2. The artificial assembly module according to claim 1, wherein, The artificial combination module is equipped with a stress-resistance module and a herbicide-resistance module. The nucleotide sequence of the stress-resistant functional module is positions 1-6674 of SEQ ID NO.1; The nucleotide sequence of the herbicide-resistant functional module is positions 6710-11673 of SEQ ID NO.
1.
3. The artificial assembly module according to claim 2, wherein, The stress-resistant functional module includes a first promoter, an RBS binding site, a first spacer sequence, a SipA protein-coding gene, a second spacer sequence, a DosH protein-coding gene, and a first terminator, connected sequentially from upstream to downstream. Wherein, the first promoter is the Gmubi promoter; the RBS binding site is rpiL.

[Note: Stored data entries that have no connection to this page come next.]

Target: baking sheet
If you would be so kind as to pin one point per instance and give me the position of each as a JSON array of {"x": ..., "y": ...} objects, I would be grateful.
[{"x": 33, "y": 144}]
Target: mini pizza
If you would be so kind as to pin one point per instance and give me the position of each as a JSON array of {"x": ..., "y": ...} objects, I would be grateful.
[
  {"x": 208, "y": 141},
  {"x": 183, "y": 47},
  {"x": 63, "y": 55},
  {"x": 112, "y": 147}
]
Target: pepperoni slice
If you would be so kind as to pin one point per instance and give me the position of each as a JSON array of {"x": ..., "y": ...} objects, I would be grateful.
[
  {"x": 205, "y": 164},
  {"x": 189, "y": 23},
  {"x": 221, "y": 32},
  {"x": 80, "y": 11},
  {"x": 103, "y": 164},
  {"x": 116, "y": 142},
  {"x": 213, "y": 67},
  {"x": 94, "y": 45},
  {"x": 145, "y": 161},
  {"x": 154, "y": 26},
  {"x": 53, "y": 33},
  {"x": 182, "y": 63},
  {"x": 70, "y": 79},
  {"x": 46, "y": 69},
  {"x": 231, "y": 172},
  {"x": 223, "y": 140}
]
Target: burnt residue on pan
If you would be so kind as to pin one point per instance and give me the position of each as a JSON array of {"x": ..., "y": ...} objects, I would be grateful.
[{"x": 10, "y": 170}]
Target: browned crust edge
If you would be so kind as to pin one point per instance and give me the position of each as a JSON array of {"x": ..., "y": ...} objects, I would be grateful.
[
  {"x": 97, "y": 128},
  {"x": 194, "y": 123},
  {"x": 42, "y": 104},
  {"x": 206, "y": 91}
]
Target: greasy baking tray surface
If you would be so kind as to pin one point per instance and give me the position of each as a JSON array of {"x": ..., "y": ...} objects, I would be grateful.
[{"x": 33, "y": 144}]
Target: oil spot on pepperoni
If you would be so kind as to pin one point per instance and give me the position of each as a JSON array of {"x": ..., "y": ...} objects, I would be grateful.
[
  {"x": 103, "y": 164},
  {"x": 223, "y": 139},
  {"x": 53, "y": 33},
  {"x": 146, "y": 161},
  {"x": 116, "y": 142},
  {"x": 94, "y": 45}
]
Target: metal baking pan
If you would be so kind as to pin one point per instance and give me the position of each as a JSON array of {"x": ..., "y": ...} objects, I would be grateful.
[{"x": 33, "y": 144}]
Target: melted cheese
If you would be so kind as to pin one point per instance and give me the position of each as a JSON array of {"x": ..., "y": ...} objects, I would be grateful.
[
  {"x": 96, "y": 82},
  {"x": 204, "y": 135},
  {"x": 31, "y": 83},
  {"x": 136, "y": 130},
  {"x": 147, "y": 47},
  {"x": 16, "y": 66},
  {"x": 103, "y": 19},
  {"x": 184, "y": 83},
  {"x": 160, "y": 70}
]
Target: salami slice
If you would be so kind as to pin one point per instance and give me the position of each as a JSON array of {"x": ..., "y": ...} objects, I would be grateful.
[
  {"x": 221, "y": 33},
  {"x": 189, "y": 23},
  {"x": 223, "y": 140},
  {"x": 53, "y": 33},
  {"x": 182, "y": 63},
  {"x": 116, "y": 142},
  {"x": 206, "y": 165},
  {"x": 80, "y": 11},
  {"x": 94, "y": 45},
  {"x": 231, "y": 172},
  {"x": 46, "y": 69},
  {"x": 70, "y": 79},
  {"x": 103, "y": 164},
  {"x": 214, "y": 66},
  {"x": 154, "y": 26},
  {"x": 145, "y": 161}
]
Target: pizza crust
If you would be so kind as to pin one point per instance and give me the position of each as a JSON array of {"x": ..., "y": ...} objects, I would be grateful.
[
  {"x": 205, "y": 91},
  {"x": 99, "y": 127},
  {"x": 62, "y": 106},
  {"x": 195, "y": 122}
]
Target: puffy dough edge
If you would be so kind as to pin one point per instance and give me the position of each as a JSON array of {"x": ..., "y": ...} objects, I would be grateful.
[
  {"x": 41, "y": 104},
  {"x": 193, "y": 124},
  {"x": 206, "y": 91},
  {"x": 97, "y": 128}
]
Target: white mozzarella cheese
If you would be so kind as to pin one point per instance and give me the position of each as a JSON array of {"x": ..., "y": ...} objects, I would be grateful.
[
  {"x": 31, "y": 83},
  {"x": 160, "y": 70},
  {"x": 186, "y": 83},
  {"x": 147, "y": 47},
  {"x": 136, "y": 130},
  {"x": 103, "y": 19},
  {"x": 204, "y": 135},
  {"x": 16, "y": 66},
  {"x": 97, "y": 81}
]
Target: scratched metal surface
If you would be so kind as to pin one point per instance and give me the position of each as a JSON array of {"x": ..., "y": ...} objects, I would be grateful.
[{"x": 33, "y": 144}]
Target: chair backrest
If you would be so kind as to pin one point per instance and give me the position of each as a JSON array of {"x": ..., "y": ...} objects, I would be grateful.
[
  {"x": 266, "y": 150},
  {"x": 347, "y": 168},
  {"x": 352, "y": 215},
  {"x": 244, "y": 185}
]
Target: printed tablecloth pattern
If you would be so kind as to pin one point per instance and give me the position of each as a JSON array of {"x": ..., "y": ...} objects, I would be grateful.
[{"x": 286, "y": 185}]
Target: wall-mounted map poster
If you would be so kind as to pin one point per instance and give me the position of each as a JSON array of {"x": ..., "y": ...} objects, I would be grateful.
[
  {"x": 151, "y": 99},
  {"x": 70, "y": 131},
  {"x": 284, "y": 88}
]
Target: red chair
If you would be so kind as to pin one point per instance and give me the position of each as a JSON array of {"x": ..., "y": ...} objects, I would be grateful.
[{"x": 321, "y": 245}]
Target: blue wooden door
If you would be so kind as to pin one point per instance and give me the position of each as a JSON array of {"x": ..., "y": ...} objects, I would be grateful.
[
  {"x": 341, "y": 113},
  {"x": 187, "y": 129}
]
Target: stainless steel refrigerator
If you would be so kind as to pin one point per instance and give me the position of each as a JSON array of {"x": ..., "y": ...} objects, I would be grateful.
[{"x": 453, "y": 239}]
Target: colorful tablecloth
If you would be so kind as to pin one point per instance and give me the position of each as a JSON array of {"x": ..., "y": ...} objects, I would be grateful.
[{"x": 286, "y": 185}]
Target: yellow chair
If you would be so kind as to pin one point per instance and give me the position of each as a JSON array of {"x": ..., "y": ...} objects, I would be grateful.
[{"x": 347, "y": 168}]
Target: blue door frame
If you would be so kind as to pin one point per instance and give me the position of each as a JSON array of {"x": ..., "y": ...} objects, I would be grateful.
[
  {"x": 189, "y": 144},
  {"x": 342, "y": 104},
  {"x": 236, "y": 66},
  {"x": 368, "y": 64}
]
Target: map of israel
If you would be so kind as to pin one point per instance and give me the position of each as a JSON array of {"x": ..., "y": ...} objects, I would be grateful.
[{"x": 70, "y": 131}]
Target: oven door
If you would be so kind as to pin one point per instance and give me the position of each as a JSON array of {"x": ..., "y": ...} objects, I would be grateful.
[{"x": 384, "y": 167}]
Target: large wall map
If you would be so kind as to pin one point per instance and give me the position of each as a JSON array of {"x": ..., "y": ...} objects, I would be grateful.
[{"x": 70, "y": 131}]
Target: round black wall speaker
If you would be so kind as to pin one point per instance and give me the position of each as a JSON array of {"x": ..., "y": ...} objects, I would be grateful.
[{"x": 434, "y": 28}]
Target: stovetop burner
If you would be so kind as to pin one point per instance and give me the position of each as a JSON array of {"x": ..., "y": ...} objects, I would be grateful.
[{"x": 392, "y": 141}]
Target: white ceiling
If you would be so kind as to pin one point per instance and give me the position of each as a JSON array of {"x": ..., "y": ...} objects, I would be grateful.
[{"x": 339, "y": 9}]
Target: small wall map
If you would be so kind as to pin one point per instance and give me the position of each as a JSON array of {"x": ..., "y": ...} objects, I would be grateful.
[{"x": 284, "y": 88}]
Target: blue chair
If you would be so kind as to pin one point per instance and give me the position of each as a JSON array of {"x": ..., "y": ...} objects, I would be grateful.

4. The artificial assembly module according to claim 2, wherein, The herbicide-resistant functional module includes, from upstream to downstream, a second promoter, a third spacer sequence, a GR79 gene, a fourth spacer sequence, a GAT gene, a fifth spacer sequence, a second terminator, a sixth spacer sequence, a third promoter, a seventh spacer sequence, a DICX4 gene, an eighth spacer sequence, and a third terminator. The second promoter is the 2xpCaMV35S promoter; the third promoter is the p-FMV promoter.
5. The application of the artificial combination module according to any one of claims 1-4 in improving the stress resistance and herbicide resistance of plants.

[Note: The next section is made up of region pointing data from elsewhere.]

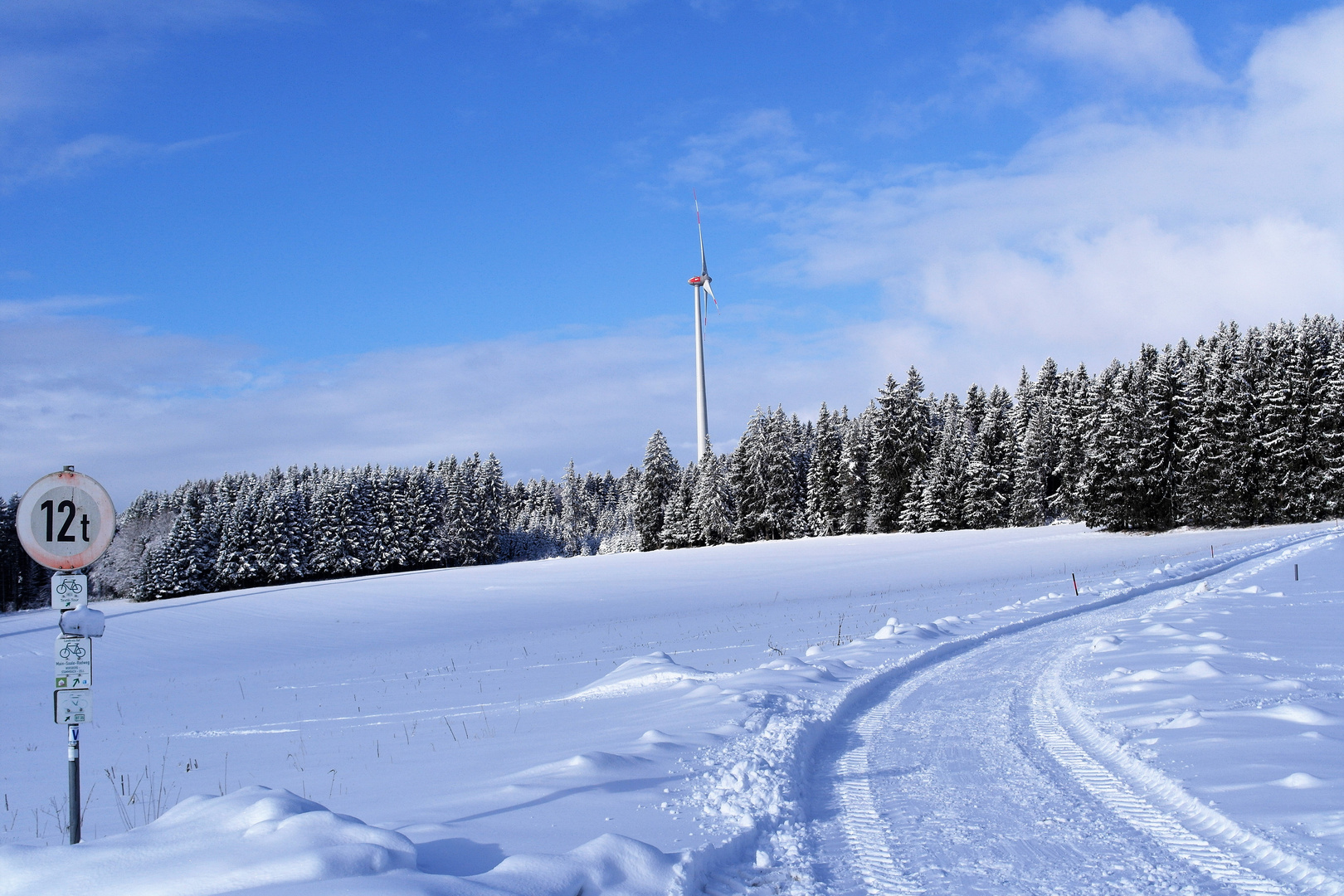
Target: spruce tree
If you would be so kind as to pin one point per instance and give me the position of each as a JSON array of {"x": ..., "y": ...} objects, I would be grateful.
[
  {"x": 899, "y": 437},
  {"x": 657, "y": 481},
  {"x": 825, "y": 508}
]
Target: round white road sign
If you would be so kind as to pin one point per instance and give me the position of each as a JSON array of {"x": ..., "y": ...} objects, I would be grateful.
[{"x": 66, "y": 520}]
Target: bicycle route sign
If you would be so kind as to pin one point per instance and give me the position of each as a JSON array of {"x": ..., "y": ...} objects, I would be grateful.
[
  {"x": 74, "y": 663},
  {"x": 69, "y": 592},
  {"x": 71, "y": 707},
  {"x": 66, "y": 520}
]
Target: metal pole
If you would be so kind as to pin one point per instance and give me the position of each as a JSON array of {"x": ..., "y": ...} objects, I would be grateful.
[
  {"x": 73, "y": 757},
  {"x": 702, "y": 412}
]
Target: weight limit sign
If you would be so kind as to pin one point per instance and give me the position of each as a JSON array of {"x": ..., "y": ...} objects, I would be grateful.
[{"x": 66, "y": 520}]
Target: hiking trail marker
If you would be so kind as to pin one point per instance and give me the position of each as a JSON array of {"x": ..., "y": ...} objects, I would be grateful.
[{"x": 65, "y": 523}]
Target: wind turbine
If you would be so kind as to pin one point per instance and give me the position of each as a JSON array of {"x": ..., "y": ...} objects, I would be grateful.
[{"x": 702, "y": 282}]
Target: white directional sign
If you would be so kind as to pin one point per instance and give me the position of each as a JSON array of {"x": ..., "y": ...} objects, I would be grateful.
[
  {"x": 71, "y": 707},
  {"x": 69, "y": 592},
  {"x": 74, "y": 663},
  {"x": 66, "y": 520}
]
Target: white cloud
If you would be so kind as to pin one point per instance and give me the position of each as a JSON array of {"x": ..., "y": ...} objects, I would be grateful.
[
  {"x": 62, "y": 54},
  {"x": 1146, "y": 45},
  {"x": 141, "y": 410},
  {"x": 1109, "y": 229}
]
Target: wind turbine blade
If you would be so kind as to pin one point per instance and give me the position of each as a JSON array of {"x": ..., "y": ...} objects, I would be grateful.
[{"x": 704, "y": 269}]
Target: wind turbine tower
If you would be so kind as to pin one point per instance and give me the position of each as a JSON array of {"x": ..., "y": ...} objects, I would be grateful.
[{"x": 702, "y": 292}]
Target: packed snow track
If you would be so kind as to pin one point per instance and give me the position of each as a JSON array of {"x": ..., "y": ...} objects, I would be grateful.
[{"x": 977, "y": 776}]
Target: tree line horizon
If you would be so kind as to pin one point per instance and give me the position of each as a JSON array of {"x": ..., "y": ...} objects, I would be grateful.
[{"x": 1237, "y": 429}]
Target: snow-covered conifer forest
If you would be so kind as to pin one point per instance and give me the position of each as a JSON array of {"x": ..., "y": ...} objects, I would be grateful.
[{"x": 1235, "y": 429}]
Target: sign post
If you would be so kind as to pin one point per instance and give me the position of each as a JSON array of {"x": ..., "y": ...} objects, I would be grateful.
[{"x": 65, "y": 523}]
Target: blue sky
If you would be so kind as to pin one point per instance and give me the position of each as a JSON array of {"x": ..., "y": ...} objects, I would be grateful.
[{"x": 242, "y": 232}]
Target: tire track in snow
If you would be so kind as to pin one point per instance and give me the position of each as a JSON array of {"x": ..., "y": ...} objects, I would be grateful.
[
  {"x": 1121, "y": 800},
  {"x": 788, "y": 763},
  {"x": 1131, "y": 787},
  {"x": 869, "y": 835}
]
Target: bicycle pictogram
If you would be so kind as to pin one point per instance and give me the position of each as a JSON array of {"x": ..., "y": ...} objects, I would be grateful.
[{"x": 69, "y": 586}]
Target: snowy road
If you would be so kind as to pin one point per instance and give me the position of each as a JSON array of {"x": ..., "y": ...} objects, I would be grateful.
[
  {"x": 694, "y": 722},
  {"x": 977, "y": 774}
]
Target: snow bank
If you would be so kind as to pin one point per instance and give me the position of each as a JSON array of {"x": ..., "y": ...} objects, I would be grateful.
[
  {"x": 270, "y": 841},
  {"x": 212, "y": 845}
]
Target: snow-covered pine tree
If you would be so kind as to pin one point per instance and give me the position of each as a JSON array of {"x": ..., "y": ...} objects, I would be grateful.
[
  {"x": 491, "y": 490},
  {"x": 1113, "y": 481},
  {"x": 657, "y": 481},
  {"x": 854, "y": 472},
  {"x": 765, "y": 477},
  {"x": 679, "y": 525},
  {"x": 825, "y": 509},
  {"x": 990, "y": 468},
  {"x": 1071, "y": 406},
  {"x": 236, "y": 562},
  {"x": 713, "y": 508},
  {"x": 284, "y": 551},
  {"x": 1034, "y": 423},
  {"x": 1328, "y": 421},
  {"x": 898, "y": 448},
  {"x": 1159, "y": 422},
  {"x": 942, "y": 483}
]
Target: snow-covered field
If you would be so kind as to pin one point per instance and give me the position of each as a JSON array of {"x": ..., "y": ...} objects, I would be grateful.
[{"x": 713, "y": 719}]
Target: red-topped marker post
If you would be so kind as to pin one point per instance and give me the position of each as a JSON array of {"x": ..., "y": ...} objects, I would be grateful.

6. The application according to claim 5, wherein, The improvement of plant stress resistance and herbicide resistance refers to enhancing the plant's stress resistance and herbicide resistance during plant variety selection.

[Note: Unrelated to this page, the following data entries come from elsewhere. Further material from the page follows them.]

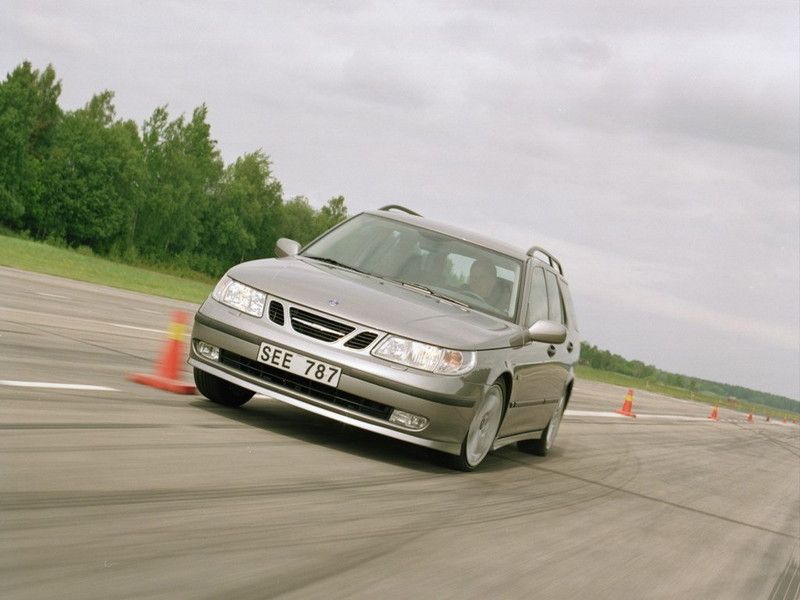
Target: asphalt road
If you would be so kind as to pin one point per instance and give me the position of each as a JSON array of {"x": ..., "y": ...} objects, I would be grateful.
[{"x": 130, "y": 492}]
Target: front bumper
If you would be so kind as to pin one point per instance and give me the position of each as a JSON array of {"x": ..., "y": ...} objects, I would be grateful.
[{"x": 446, "y": 401}]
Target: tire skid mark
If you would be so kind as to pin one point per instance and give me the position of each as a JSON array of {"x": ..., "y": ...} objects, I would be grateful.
[{"x": 663, "y": 501}]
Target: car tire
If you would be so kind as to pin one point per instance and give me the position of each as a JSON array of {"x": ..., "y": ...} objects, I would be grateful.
[
  {"x": 482, "y": 430},
  {"x": 543, "y": 445},
  {"x": 220, "y": 391}
]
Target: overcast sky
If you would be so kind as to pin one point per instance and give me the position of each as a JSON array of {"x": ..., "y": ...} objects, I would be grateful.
[{"x": 653, "y": 146}]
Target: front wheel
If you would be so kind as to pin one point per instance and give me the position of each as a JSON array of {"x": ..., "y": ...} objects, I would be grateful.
[
  {"x": 542, "y": 446},
  {"x": 220, "y": 391},
  {"x": 482, "y": 430}
]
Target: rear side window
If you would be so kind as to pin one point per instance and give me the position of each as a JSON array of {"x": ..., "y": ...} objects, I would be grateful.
[
  {"x": 537, "y": 298},
  {"x": 554, "y": 298}
]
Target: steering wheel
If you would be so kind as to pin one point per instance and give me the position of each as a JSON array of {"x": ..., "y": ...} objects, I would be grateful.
[{"x": 475, "y": 296}]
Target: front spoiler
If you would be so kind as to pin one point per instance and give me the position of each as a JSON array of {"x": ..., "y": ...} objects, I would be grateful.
[{"x": 449, "y": 447}]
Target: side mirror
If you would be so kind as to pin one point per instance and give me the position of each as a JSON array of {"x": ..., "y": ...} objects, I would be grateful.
[
  {"x": 286, "y": 247},
  {"x": 548, "y": 332}
]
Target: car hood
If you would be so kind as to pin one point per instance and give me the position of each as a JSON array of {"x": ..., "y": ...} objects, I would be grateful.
[{"x": 376, "y": 303}]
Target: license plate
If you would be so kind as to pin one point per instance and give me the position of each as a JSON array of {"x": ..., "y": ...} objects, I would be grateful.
[{"x": 289, "y": 360}]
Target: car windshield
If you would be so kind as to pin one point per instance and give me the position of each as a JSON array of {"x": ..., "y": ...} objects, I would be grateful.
[{"x": 482, "y": 279}]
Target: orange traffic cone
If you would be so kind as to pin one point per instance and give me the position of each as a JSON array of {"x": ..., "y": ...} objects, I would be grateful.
[
  {"x": 627, "y": 405},
  {"x": 166, "y": 375}
]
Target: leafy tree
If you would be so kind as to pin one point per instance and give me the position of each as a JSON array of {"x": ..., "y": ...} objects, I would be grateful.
[
  {"x": 91, "y": 177},
  {"x": 244, "y": 215},
  {"x": 29, "y": 113},
  {"x": 183, "y": 167}
]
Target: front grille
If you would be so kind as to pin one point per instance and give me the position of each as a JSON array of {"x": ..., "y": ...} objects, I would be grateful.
[
  {"x": 305, "y": 386},
  {"x": 362, "y": 340},
  {"x": 276, "y": 312},
  {"x": 316, "y": 326}
]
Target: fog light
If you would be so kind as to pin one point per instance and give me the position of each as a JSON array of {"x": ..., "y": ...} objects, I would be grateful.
[
  {"x": 207, "y": 350},
  {"x": 409, "y": 420}
]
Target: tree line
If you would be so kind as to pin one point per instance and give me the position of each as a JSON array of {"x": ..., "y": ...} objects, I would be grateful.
[
  {"x": 597, "y": 358},
  {"x": 156, "y": 194}
]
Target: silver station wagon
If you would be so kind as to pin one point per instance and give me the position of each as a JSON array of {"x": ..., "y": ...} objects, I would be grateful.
[{"x": 402, "y": 326}]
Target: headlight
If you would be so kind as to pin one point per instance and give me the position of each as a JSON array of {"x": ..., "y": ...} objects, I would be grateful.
[
  {"x": 425, "y": 356},
  {"x": 240, "y": 296}
]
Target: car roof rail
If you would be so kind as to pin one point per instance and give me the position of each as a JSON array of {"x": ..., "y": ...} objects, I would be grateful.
[
  {"x": 400, "y": 208},
  {"x": 550, "y": 258}
]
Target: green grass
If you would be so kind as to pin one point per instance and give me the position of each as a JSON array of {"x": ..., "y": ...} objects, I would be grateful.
[
  {"x": 585, "y": 372},
  {"x": 44, "y": 258}
]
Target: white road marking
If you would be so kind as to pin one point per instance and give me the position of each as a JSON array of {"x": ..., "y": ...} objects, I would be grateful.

7. The application according to claim 6, wherein, The improvement of plant stress resistance refers to enhancing the plant cells' ability to resist drought, tolerate high salt, and withstand high temperatures.
8. A recombinant expression vector, characterized in that, The recombinant expression vector is an artificial combination module as described in any one of claims 1-4 inserted into a backbone vector.
9. A transformant, characterized in that, The transformant contains an artificial combination module as described in any one of claims 1-4 or a recombinant expression vector as described in claim 8.
10. A method for improving the stress resistance and herbicide resistance of plants, characterized in that, The method includes: The recombinant expression vector according to claim 8 is introduced into the target plant and / or the seed of the target plant; Alternatively, the transformant as described in claim 9 may be used to infect the target plant and / or the target plant seeds.